面白かった!ありえない話にぐいぐい引っ張られる(笑)。しずえ(友近)~~(^Q^)。
武藤(國村隼)に敵対する組のボス、池上(堤真一)のセリフに「リアルには勝てない。ファンタジーで行くしかない。」とあったとおり、ファンタジーに徹してくれたおかげで血糊も殺戮も正視できた。「リアルには勝てない。」というのは園監督自身の思いなんだろう。だから、これまでの作品も過剰に演出が施され(ファンタジー化されて)いたのだろう。生涯の1本が撮れたら死んでもイイ平田(長谷川博己)と、平田にその気にさせられアクション俳優を夢見ていた佐々木(坂口拓)のケンカのシーンなど、演劇のようなセリフの掛け合いが見事にはまっている。
また、誰もが言うことかもしれないけれど、エロ可愛いS女ミツコ(二階堂ふみえ)にメロメロの橋本(星野源)と、映画制作の狂気に取り憑かれた平田は、二人とも園監督の分身だろう。橋本が死んでも平田が生きているのは、死んでもいい女性には巡り会えたが、映画作家としてはまだまだ死ねないということだろうか。武藤と平田が面と向かってお互い譲らないシーンなど、プロデューサーと監督のせめぎあいが偲ばれて(?)面白かった。

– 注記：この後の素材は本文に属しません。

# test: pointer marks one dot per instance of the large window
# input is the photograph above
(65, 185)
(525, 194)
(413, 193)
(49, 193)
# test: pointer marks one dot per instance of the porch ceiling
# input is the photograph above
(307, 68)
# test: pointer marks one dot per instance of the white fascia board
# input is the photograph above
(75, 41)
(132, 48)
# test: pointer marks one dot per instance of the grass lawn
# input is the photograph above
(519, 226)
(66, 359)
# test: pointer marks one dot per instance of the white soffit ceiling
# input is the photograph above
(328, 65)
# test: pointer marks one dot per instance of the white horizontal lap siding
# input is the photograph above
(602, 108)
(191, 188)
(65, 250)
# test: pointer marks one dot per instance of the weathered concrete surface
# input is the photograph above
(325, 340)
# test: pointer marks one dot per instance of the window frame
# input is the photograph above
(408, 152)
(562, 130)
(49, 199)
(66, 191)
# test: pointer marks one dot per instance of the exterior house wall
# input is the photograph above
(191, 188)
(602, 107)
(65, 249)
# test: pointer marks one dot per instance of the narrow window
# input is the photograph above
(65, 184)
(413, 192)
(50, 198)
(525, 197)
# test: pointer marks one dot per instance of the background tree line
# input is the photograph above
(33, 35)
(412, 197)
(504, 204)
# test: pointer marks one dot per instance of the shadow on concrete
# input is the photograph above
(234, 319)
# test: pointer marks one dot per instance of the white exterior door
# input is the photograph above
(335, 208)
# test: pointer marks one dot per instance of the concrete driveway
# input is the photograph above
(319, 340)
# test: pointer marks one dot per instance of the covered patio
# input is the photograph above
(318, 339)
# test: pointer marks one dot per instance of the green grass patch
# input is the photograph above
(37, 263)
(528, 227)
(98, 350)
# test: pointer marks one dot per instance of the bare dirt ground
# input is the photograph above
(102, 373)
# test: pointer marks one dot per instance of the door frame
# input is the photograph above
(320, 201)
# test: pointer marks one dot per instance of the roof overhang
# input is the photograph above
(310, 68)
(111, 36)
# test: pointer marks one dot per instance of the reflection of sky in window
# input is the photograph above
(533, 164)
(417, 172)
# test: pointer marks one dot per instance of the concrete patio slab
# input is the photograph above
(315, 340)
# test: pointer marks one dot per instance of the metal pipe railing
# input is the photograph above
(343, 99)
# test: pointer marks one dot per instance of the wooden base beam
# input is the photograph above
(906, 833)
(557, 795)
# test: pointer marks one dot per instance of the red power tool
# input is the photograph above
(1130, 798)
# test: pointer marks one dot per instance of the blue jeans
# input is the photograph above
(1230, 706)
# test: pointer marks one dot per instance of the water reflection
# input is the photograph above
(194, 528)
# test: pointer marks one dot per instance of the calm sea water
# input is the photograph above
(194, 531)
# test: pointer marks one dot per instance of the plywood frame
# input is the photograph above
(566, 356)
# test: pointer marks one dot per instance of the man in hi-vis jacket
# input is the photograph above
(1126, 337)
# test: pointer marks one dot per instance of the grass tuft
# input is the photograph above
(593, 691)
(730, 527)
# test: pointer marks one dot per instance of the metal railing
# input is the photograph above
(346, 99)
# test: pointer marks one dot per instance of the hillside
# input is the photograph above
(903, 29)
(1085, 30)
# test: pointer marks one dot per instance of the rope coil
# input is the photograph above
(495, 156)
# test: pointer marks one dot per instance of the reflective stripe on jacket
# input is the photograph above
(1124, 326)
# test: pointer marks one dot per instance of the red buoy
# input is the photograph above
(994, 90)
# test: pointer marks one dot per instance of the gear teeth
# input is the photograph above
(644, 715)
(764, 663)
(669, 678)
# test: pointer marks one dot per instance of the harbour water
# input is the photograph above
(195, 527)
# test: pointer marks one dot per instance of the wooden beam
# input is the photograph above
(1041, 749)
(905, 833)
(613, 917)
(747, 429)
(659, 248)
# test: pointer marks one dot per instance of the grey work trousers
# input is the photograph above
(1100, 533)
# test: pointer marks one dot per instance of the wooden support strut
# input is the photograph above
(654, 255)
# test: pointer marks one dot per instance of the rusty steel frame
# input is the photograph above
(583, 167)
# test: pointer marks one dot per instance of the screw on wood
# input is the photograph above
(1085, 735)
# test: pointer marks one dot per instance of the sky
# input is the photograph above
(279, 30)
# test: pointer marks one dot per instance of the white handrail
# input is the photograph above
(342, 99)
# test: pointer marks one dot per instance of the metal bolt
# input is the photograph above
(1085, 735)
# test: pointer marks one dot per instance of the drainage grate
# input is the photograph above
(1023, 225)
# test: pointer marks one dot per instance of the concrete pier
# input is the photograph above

作家には狂気が必要だと思うけれど、映画監督は興行収入を気にしなければならない運命にあるので狂いきれない面がある。平田のような映画監督がうじゃうじゃいたら、日本映画もなんぼか面白くなるだろうに。
それより、金は出しても口は出さないプロデューサーの出現を映画の神様に祈った方がよいだろうか。う~ん、それ以上に後で『仁義なき戦い』とかに巡りあって、「あー、『地獄でなぜ悪い』は、この映画から来てたのかー(^o^)!」と気づく映画ファンが育つことを祈った方がいいかもしれない。(シネコンやTUTAYAにお客さんが集中するようでは映画ファンが育っているとは言えないと思う。)フィルムでの制作・上映に対するレクイエムとも言える『地獄でなぜ悪い』を観て、思いはそんなところへも飛んでいった。